Investing according to strict environmental, social and governance principles is fast gaining acceptance among U.S. investors.
Investing according to strict environmental, social and governance principles is fast gaining acceptance among U.S. investors.
Traditionally, socially conscious investing meant shunning stocks of companies that engaged in such activities as making alcohol, weapons or cigarettes. In recent years, however, that approach has seen a fundamental shift.
While many socially conscious funds still avoid certain industries, some are focusing their research on finding companies that have exceptional environmental, social or governance policies in place.
"People are starting to view [ESG investing] as being a little more integral," said Michael Herbst, a mutual fund analyst for Chicago-based Morningstar Inc. "I don't see that as a trend that is likely to reverse."
ESG investing, also known as sustainable investing, first gained popularity among non-U.S. investors. Recently, however, it has begun to find favor among U.S. money managers, particularly those who oversee separately managed accounts or mutual funds, said Mary Jane McQuillen, director of socially aware investments at ClearBridge Advisors LLC, a New York-based subsidiary of Legg Mason Inc. of Baltimore.
MORE ACCEPTANCE
"It's transitioning toward more of a retail and U.S acceptance," she said. "Down the road, what eventually will happen or could happen is for everyone to value ESG."
It is unclear how many money managers are incorporating such principles into their overall investment strategies. However, the increasing popularity of ESG investing was cited by the Social Investment Forum in Washington last March as one factor behind an 18% jump in socially conscious investment assets between 2005 and 2006.
One firm that has been on the front lines in establishing ESG products is The Calvert Group Ltd. The Bethesda, Md.-based money manager recently launched the Calvert Global Alternative Energy Fund and Calvert Global Water Fund and last September (InvestmentNews, Sept. 28) announced the launching of a new series of funds called Calvert SAGE (Sustainability Achieved through Greater Engagement).
A catalyst for ESG investing in the United States is increased awareness of global warming — highlighted by former Vice President Al Gore's 2006 documentary, "An Inconvenient Truth," said Bennett Freeman, Calvert's senior vice president for social research and policy.
"We've moved more into the mainstream with the ESG approach," he said.
Another catalyst is growing acceptance by such institutional consultants as Mercer LLC and Rogerscasey Inc.
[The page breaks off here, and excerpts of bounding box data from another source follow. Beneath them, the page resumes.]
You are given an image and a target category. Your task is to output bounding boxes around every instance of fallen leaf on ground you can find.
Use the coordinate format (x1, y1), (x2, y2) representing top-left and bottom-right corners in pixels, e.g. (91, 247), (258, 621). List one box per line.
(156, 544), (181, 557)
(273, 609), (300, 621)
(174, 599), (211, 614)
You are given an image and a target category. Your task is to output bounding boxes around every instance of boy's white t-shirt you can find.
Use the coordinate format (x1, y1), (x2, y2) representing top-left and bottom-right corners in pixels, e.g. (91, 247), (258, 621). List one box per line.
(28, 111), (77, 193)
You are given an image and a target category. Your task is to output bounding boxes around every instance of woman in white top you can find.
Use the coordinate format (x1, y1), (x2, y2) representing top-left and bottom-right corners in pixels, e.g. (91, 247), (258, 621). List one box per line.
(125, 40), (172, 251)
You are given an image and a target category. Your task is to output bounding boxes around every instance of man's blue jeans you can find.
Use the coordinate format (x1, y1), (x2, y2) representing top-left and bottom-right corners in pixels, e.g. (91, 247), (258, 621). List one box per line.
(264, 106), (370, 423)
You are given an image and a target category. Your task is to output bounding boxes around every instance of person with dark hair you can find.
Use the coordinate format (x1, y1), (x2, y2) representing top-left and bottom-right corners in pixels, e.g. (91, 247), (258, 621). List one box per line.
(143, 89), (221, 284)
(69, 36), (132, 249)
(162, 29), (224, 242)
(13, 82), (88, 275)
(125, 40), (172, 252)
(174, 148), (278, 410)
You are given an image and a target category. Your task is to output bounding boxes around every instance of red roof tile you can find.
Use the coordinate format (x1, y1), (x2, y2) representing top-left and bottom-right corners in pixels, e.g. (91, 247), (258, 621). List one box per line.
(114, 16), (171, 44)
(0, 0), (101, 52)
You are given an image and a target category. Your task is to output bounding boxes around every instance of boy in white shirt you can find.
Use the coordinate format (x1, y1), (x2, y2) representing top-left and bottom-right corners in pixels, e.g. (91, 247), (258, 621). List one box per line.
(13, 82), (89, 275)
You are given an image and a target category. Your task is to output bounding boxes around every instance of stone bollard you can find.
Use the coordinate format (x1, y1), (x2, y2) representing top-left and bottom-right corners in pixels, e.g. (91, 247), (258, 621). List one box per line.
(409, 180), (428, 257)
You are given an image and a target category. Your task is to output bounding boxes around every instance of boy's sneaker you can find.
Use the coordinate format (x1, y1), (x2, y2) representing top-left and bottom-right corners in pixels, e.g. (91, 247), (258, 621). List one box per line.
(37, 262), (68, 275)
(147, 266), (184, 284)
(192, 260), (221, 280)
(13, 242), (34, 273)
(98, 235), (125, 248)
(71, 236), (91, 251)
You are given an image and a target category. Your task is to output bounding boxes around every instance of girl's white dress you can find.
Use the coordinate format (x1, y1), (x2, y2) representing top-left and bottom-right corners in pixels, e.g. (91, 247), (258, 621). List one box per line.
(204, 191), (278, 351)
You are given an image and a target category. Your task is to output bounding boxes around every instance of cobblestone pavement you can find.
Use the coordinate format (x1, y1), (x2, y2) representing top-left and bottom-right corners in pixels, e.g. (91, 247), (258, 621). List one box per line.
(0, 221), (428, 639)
Mercer, a wholly owned subsidiary of New York-based Marsh & McLennan Cos. Inc., published a white paper in August titled "2008-Global — The ABC of ESG" after seeing momentum in socially conscious investing from clients.
Sustainable investing is also likely to get a boost from the new administration in Washington. In-deed, President Obama's $800-billion-plus stimulus proposal includes more than $500 billion in spending on roads and bridges, alternative-energy development, health care technology, unemployment assistance and aid to state and local governments.
Steve Fahrer, a partner at New York-based Veris Wealth Partners, has seen an increase in the number of clients interested in ESG investing. Investors have come to the realization that socially conscious investing does not mean putting up with lower returns, he said.
"I think that is an old story about getting less return [with socially conscious investing]," said Mr. Fahrer, whose company specializes in such investing and has about $500 million in assets. "Our feeling is that it is not responsible to not get a good return."
The Domini 400 Social Index dropped 34.94% in 2008, versus a 37% drop for the Standard & Poor's 500 stock index. Since its inception in 1990, the Domini index is up 8.43%, versus 7.78% for the S&P 500.
Even so, some advisers are skeptical of socially conscious investing.
"For many reasons, I view socially responsible investing as a marketing ploy to get the most naive investors with the biggest hearts to buy certain mutual funds," said Bedda D'Angelo, president of Durham, N.C.-based Fiduciary Solutions, which has around $27 million in assets under management. "In many cases, companies pay lip service to socially responsible governance but fall short in the execution."